La société Precitechnique Dauphine s’en est remise à des conclusions transmises le 28 février 2023 et demande à la cour d’appel de :
A titre principal
— Confirmer le jugement entrepris en ce qu’il a mis hors de cause la société Précitechnique Dauphine
A titre subsidiaire
— Si par extraordinaire le conseil de céans devait ne pas mettre hors de cause la société
Précitechnique Dauphine :
Confirmer le jugement entrepris en ce qu’il a mis hors de cause la Société Précitechnique s’agissant des demandes suivantes :
1232,03 euros à titre d’indemnité de licenciement,
2 474,54 euros à titre d’indemnité de préavis, 247,45 euros au titre des congés payés afférents,
8983,53 euros à titre de dommages et intérêts pour licenciement sans cause réelle et sérieuse,
5000,00 euros à titre de dommages et intérêts au titre de l’exécution déloyale du contrat,
Infirmer le jugement entrepris en ce qu’il a jugé que la société DED Production a réalisé du prêt de main d''uvre illicite, juger l’absence de prêt de main d''uvre illicite et débouter M. [Y] de sa demande à ce titre.
A titre très subsidiaire
— Si la cour d’appel de céans devait par extraordinaire confirmer le jugement en ce qu’il a jugé que la société DED Production a commis un prêt de main d''uvre illicite et l’infirmer en prononçant la condamnation solidaire de Précitechnique Dauphine, il lui est demandé de :
Infirmer le jugement entrepris s’agissant du quantum des dommages et intérêts à ce titre et le ramener à de plus justes proportions,
En tout état de cause :
— Débouter M. [Y] de sa demande au titre de l’article 700 CPC
— Condamner M. [Y] à la somme de 1 000 euros au titre de l’article 700 CPC
— Condamner M. [Y] aux entiers dépens et, en tout état de cause, condamner M. [Y] aux dépens afférents aux frais d’huissiers engagés du fait de l’appel provoqué à l’encontre de la société Précitechnique du fait de sa tardivité.

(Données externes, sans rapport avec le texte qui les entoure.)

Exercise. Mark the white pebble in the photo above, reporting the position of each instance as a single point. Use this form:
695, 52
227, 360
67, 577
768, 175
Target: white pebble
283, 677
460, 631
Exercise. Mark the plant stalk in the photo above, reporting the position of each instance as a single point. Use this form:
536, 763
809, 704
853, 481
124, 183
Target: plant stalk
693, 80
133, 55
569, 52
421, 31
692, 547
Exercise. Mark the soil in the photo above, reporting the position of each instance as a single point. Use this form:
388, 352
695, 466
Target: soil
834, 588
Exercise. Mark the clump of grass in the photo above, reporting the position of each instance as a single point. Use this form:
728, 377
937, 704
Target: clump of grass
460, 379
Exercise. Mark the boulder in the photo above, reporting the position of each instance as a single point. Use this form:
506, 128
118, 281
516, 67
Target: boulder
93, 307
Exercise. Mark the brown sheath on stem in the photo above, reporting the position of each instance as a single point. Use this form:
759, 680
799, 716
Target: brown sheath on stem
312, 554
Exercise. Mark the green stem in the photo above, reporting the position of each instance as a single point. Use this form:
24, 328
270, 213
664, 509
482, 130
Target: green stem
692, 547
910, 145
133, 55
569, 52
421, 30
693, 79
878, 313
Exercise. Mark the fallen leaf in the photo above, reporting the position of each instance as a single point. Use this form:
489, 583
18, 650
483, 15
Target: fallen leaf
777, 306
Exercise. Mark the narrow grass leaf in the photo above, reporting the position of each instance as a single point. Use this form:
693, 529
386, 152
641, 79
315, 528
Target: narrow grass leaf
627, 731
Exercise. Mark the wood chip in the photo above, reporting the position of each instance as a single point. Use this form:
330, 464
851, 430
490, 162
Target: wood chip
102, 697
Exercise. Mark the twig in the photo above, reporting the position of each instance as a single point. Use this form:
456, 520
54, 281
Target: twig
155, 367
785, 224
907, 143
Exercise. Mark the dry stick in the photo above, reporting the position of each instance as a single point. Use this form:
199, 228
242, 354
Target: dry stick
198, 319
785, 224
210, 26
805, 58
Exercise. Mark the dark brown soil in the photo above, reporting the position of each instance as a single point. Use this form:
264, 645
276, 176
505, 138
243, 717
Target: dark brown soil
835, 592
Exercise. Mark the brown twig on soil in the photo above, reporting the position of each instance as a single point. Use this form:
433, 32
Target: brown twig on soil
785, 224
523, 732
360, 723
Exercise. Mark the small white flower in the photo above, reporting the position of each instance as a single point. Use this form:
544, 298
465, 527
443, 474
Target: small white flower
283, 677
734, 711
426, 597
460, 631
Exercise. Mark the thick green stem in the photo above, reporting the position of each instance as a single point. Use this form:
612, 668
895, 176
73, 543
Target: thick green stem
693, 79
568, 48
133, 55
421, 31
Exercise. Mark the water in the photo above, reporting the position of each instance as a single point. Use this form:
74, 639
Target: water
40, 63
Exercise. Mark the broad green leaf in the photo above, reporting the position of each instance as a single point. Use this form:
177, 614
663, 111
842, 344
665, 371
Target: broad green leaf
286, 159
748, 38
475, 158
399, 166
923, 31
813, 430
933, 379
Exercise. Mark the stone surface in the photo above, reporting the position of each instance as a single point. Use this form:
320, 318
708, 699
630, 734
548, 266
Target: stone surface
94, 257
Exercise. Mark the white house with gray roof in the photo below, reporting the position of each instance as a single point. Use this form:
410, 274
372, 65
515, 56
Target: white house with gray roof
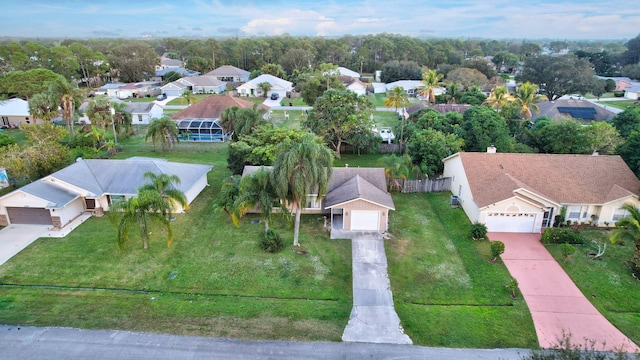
92, 186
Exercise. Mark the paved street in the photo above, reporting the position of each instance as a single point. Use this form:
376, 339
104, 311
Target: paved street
30, 343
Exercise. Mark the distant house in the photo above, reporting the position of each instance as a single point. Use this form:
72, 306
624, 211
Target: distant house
524, 192
92, 186
212, 107
278, 86
230, 73
196, 84
143, 112
356, 199
582, 110
14, 112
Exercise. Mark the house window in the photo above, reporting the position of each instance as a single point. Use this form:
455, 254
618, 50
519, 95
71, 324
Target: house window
312, 202
619, 214
574, 212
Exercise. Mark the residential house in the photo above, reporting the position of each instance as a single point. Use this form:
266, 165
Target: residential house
92, 186
278, 86
356, 199
525, 192
143, 112
14, 112
228, 73
213, 106
582, 110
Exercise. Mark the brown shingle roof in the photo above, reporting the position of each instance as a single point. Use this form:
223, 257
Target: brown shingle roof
213, 106
565, 179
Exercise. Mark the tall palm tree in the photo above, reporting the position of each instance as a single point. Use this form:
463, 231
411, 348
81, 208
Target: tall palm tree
430, 80
163, 130
525, 97
498, 98
398, 98
257, 189
43, 107
628, 228
300, 169
66, 94
165, 184
147, 207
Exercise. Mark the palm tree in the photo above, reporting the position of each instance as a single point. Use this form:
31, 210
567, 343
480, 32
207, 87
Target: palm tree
163, 130
265, 86
499, 97
147, 207
300, 169
430, 80
398, 98
66, 94
187, 96
165, 185
628, 228
43, 107
257, 189
525, 97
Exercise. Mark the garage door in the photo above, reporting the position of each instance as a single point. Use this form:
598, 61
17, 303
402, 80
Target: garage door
18, 215
514, 222
365, 220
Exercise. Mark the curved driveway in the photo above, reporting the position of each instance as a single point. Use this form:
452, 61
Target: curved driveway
555, 302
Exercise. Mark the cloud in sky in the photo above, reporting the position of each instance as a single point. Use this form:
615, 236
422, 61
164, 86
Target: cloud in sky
559, 19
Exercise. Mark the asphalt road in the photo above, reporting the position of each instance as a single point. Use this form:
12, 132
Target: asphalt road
27, 343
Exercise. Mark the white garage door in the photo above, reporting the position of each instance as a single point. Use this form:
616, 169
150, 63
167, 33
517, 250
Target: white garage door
510, 222
365, 220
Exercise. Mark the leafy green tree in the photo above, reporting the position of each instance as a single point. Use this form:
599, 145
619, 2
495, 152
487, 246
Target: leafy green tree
300, 169
482, 127
338, 115
66, 94
258, 189
428, 147
163, 130
525, 97
43, 107
628, 228
430, 80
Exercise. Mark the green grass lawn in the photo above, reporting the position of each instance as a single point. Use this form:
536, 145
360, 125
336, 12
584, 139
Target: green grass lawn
607, 283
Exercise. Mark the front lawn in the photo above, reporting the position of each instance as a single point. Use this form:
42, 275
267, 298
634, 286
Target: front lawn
607, 283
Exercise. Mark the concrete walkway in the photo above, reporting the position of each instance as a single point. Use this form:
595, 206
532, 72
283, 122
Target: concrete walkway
14, 238
373, 318
555, 302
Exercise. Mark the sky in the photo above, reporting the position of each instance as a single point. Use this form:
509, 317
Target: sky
493, 19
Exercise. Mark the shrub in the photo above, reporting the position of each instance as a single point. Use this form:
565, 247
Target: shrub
478, 230
567, 250
497, 248
561, 236
271, 242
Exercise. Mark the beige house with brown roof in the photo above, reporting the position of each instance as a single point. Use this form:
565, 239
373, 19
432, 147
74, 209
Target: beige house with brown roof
356, 199
523, 192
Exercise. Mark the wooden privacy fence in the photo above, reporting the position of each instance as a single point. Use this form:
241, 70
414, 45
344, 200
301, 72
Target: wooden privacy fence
428, 185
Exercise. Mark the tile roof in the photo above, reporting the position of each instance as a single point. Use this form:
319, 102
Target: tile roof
564, 179
213, 106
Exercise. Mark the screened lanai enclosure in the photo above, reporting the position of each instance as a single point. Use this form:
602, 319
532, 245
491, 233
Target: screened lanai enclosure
201, 129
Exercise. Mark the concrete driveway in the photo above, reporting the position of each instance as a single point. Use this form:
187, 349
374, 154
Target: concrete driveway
373, 318
555, 302
14, 238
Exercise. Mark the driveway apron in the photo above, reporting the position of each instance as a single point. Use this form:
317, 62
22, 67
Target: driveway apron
373, 318
555, 302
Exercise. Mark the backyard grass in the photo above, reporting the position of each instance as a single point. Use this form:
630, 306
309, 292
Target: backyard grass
607, 283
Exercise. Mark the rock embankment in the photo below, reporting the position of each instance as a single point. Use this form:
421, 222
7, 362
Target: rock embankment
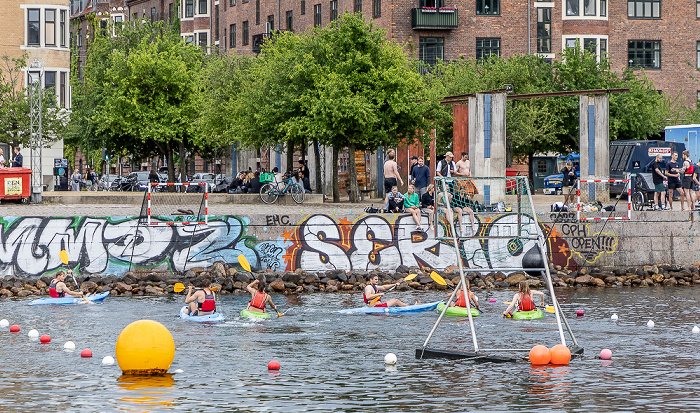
232, 280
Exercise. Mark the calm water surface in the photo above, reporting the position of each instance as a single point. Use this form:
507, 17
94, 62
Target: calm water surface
335, 363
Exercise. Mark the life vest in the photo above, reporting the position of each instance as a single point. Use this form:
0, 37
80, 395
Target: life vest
209, 303
526, 303
52, 291
364, 296
461, 302
259, 300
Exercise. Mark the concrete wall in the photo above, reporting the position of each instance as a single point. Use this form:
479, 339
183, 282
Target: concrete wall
318, 242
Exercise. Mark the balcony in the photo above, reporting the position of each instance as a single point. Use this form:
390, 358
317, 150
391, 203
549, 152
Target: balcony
427, 18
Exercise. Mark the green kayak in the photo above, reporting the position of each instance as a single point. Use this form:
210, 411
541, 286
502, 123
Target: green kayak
252, 314
457, 311
528, 315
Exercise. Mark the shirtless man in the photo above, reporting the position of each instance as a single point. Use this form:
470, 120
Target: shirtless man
391, 172
462, 167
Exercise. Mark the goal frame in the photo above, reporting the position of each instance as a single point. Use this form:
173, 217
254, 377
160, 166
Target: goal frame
152, 186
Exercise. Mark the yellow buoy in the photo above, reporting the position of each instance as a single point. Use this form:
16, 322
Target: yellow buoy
145, 347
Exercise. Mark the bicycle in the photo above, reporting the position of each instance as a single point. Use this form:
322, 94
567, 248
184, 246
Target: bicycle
271, 191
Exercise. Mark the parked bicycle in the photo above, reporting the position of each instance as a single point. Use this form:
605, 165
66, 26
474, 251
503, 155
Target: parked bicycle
272, 190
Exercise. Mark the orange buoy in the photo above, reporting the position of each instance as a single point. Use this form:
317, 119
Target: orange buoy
560, 354
539, 355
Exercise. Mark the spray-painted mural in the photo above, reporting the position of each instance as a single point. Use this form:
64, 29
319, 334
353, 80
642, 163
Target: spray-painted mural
315, 243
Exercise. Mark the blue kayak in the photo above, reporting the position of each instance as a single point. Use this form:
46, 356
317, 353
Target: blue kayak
211, 318
391, 310
93, 298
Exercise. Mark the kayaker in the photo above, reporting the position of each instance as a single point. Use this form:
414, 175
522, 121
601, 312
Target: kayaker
58, 288
202, 301
372, 291
460, 302
259, 298
524, 300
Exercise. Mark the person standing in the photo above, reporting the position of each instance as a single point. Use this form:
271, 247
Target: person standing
658, 177
391, 172
674, 179
421, 177
17, 161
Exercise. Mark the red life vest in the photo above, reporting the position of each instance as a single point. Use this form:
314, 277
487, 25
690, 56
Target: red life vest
53, 293
364, 296
461, 302
526, 303
209, 303
259, 300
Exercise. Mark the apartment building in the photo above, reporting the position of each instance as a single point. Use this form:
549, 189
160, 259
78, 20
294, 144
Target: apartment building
40, 28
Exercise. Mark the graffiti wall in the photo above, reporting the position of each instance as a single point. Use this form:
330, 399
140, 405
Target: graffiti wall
30, 246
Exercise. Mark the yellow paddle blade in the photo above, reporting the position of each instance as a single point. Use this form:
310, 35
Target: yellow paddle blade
244, 262
64, 256
437, 278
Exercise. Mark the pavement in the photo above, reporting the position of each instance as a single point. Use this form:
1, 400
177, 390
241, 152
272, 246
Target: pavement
99, 204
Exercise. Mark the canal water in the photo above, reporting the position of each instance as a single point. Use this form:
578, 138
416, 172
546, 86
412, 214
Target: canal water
330, 362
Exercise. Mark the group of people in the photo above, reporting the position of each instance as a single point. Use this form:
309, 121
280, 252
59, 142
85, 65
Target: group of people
682, 176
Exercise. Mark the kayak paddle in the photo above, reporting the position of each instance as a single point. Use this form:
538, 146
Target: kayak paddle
64, 259
408, 278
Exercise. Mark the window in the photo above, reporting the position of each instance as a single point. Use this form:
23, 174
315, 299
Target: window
431, 49
246, 39
487, 7
487, 47
644, 9
334, 10
50, 27
544, 30
62, 29
377, 9
317, 14
644, 54
33, 21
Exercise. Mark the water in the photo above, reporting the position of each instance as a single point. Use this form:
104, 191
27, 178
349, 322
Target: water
335, 363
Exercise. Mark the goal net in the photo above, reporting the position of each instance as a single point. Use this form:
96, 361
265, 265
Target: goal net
175, 204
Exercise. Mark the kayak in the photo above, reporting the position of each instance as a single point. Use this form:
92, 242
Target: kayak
210, 318
391, 310
457, 311
253, 314
93, 298
528, 315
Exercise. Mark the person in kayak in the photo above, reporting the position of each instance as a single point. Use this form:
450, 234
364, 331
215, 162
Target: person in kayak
524, 300
202, 301
372, 291
58, 288
259, 297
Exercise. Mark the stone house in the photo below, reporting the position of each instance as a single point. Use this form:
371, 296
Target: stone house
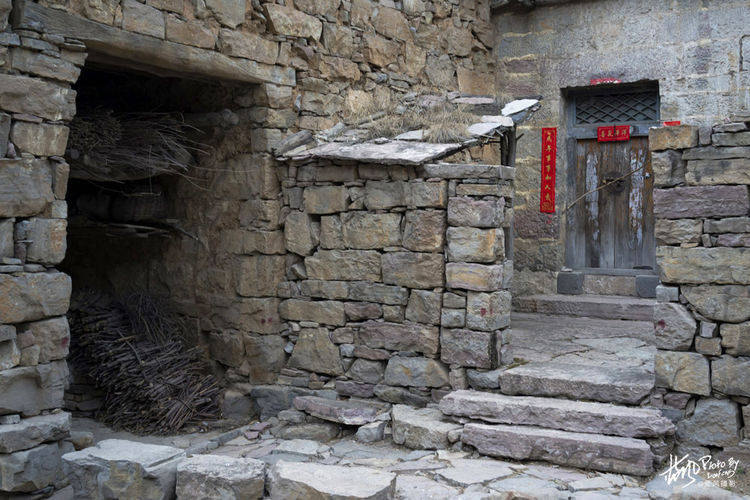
384, 270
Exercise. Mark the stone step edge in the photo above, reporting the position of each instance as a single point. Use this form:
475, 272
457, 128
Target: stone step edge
576, 449
557, 413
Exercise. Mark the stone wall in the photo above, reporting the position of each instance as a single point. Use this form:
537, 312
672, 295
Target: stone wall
701, 319
691, 47
36, 102
371, 305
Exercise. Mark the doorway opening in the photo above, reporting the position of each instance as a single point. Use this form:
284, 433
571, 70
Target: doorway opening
134, 146
610, 221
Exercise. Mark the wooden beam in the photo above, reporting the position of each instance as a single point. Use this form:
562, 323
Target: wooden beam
146, 51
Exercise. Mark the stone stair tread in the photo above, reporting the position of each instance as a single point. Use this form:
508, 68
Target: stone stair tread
576, 449
349, 412
609, 384
562, 414
595, 306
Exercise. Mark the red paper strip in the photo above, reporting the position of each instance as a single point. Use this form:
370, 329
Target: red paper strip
549, 159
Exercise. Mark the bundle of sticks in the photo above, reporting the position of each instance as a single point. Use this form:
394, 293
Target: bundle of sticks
132, 350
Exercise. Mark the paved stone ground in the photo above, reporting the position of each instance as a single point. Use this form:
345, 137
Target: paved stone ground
589, 341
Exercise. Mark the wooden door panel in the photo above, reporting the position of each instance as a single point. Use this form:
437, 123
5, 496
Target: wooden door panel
614, 225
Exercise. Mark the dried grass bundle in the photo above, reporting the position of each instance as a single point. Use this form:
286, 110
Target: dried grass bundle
132, 349
106, 146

Pour un exposé complet des moyens et prétentions des parties, il convient au visa de l’article 455 du code de procédure civile de se reporter à leurs écritures susvisées.
La clôture a été prononcée le 20 juin 2024.
Il a été sollicité une note en délibéré sur l’irrecevabilité des conclusions de la société DED Production du 28 février 2023 pour défaut de qualité à agir dès lors qu’elle a fait l’objet d’une fusion-absorption par la société Precitechnique Dauphine le 31 décembre 2022, laquelle a également conclu le même jour.
Une note en délibéré a été adressée par la société Precitechnique Dauphine venant aux droits de la société DED Production le 15 octobre 2024.
EXPOSE DES MOTIFS :
Sur l’irrecevabilité des conclusions de la société DED Production du 28 février 2023 :
L’article 125 alinéa 2 du code de procédure civile prévoit que le juge peut relever d’office la fin de non-recevoir tirée du défaut d’intérêt, du défaut de qualité ou de la chose jugée.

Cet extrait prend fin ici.